3. Aux termes de l'article L. 4412-1 du code des transports : " Les transporteurs de marchandises ou de personnes et les propriétaires de bateaux de plaisance d'une longueur supérieure à 5 mètres ou dotés d'un moteur d'une puissance égale ou supérieure à 9,9 chevaux sont assujettis, dans des conditions fixées par décret en Conseil d'État, à des péages perçus au profit de Voies navigables de France lorsqu'ils naviguent sur le domaine public qui lui est confié, à l'exception des parties internationales du Rhin et de la Moselle (...). Le montant de ces péages est fixé par l'établissement ". Aux termes de l'article R. 4412-1 du même code : " Pour le transport public ou privé de marchandises à l'intérieur des limites du domaine confié à Voies navigables de France mentionné à l'article L. 4412-1, le transporteur acquitte un péage pour tout parcours utilisant le réseau fluvial. Les tarifs du péage sont fonction des caractéristiques du bateau, du trajet, de la nature des marchandises transportées, du chargement du bateau ainsi que, le cas échéant, de la période d'utilisation du réseau, que ce bateau relève du régime de la navigation intérieure ou de celui de la navigation maritime. Il est dû en sus des impôts et cotisations de toute nature que les transporteurs de marchandises doivent acquitter par ailleurs... ". Aux termes de l'article R. 4412-4 de ce code : " Les péages prévus aux articles R. 4412-1 à R. 4412-3 peuvent être établis sous la forme de forfaits calculés selon la durée, la période d'utilisation du réseau, la portion du réseau emprunté et les caractéristiques du bateau ". Aux termes de l'article R. 4412-5 dudit code : " Le conseil d'administration de Voies navigables de France fixe le montant des péages prévus aux articles R. 4412-1 à R. 4412-3, les modalités de calcul des péages forfaitaires mentionnés à l'article R. 4412-4 ainsi que les modalités de la facturation d'office prévue aux articles R. 4462-2 à R. 4462-4 ". Aux termes, enfin, de l'article R. 4412-6 de ce même code : " Le péage prévu à l'article R. 4412-1 est recouvré par Voies navigables de France, en fonction des règles établies par son conseil d'administration, sur la base de la déclaration de chargement mentionnée à l'article R. 4461-1. ".
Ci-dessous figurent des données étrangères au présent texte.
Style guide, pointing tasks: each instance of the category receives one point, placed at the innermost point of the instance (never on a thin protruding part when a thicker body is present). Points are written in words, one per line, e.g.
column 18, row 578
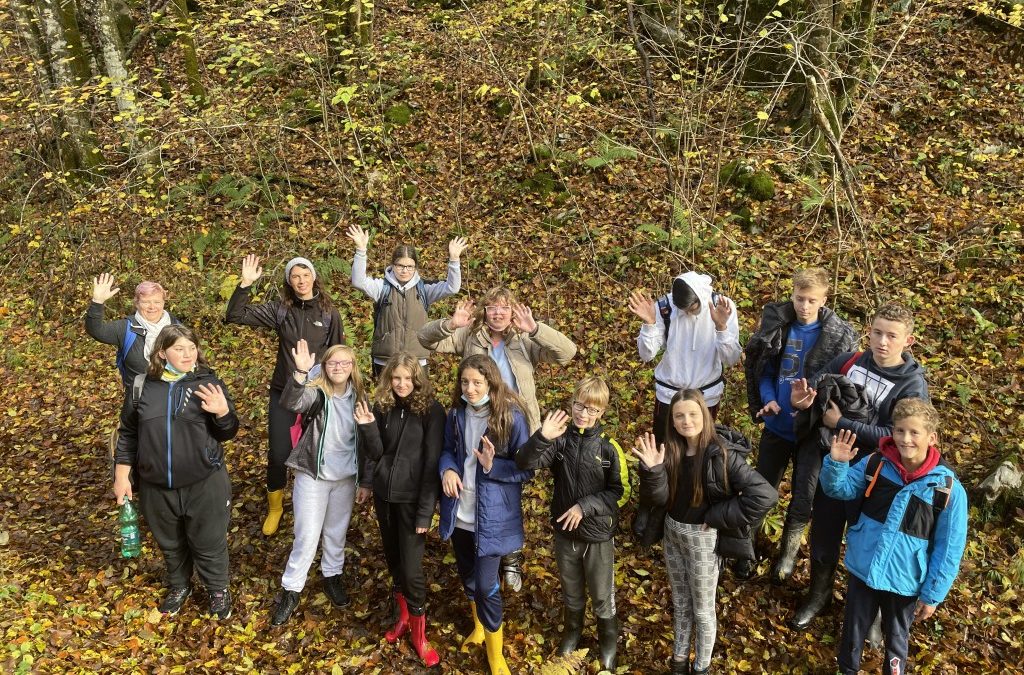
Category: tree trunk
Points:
column 184, row 34
column 135, row 138
column 77, row 141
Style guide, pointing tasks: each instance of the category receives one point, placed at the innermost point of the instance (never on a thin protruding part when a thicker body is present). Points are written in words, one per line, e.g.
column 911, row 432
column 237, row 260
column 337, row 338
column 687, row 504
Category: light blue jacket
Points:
column 901, row 544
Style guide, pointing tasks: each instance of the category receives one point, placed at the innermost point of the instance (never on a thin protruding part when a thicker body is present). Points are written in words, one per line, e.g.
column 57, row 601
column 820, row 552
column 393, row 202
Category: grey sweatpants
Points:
column 322, row 507
column 582, row 566
column 692, row 565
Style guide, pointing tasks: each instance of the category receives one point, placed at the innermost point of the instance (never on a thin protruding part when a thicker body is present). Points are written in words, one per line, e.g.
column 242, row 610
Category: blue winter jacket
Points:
column 898, row 544
column 499, row 494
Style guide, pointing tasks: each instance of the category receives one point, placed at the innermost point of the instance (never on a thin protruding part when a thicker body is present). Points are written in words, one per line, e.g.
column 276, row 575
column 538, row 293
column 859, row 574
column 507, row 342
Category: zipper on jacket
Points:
column 170, row 418
column 401, row 432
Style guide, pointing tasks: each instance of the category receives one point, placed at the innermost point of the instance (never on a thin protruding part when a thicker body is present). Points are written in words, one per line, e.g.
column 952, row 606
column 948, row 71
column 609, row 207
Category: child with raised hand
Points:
column 401, row 298
column 303, row 312
column 709, row 492
column 481, row 502
column 904, row 551
column 591, row 484
column 171, row 431
column 326, row 462
column 402, row 437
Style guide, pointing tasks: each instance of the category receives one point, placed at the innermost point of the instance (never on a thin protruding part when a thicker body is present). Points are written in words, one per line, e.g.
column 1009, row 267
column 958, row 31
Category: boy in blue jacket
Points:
column 904, row 552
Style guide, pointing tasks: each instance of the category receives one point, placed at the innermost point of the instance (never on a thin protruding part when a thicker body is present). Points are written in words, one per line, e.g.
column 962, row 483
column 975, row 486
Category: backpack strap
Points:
column 136, row 389
column 126, row 346
column 875, row 469
column 849, row 364
column 665, row 308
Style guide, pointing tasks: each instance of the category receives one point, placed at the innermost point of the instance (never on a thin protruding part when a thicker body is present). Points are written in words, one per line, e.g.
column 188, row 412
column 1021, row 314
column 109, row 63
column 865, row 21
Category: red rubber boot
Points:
column 401, row 625
column 418, row 637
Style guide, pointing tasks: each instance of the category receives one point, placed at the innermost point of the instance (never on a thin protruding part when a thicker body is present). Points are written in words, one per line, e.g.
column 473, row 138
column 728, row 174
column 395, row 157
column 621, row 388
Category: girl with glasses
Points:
column 303, row 312
column 401, row 298
column 326, row 461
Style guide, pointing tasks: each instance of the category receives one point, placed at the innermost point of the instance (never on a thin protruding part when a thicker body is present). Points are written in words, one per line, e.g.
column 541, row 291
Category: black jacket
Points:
column 590, row 470
column 737, row 496
column 883, row 388
column 400, row 453
column 303, row 321
column 766, row 345
column 169, row 412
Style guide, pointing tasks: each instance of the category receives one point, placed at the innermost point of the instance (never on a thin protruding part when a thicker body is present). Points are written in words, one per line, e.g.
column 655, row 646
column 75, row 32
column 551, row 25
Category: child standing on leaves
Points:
column 591, row 486
column 401, row 298
column 171, row 431
column 402, row 437
column 481, row 506
column 326, row 462
column 904, row 551
column 706, row 487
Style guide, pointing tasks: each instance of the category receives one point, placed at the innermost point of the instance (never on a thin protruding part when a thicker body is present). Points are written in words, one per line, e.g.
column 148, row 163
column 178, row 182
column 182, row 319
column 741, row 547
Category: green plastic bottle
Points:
column 130, row 544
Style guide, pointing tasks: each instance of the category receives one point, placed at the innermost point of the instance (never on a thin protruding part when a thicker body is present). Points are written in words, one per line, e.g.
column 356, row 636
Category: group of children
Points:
column 391, row 441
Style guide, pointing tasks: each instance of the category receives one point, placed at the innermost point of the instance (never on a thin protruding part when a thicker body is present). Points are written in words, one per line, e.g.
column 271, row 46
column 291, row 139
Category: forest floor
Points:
column 429, row 144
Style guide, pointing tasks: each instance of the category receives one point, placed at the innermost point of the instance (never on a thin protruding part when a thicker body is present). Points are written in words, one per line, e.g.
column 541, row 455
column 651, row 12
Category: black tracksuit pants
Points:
column 190, row 526
column 403, row 550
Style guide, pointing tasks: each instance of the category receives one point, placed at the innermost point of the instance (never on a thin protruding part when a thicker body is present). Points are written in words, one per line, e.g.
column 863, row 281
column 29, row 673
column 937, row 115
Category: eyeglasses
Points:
column 580, row 408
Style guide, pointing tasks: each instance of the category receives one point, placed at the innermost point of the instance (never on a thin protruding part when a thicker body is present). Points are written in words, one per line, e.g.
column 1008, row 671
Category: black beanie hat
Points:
column 682, row 295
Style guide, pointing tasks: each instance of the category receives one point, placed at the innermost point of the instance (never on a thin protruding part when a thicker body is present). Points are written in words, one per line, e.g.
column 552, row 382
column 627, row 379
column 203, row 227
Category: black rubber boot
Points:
column 818, row 595
column 607, row 636
column 875, row 633
column 788, row 547
column 571, row 631
column 286, row 605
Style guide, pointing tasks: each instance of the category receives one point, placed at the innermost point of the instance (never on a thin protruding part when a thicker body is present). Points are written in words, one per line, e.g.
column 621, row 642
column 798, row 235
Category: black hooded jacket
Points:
column 168, row 437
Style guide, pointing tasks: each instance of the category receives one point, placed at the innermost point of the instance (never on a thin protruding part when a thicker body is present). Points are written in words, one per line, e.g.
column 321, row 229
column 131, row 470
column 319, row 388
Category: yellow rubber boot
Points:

4. Par une délibération en date du 3 octobre 2013, le conseil d'administration de Voies navigables de France a réformé le " dispositif de péage marchandises " et a déterminé les tarifs applicables à compter du 1er janvier 2014. L'article 2 de cette délibération instaure un " droit d'accès au réseau ", lequel est " fonction du gabarit du bateau en euros par voyage, s'applique à l'ensemble des transports, y compris les transports par bateaux fluvio-maritimes et de marchandises spécialisées. Ce terme est diminué de moitié pour tous les bateaux à partir du 11ème voyage dans le mois ".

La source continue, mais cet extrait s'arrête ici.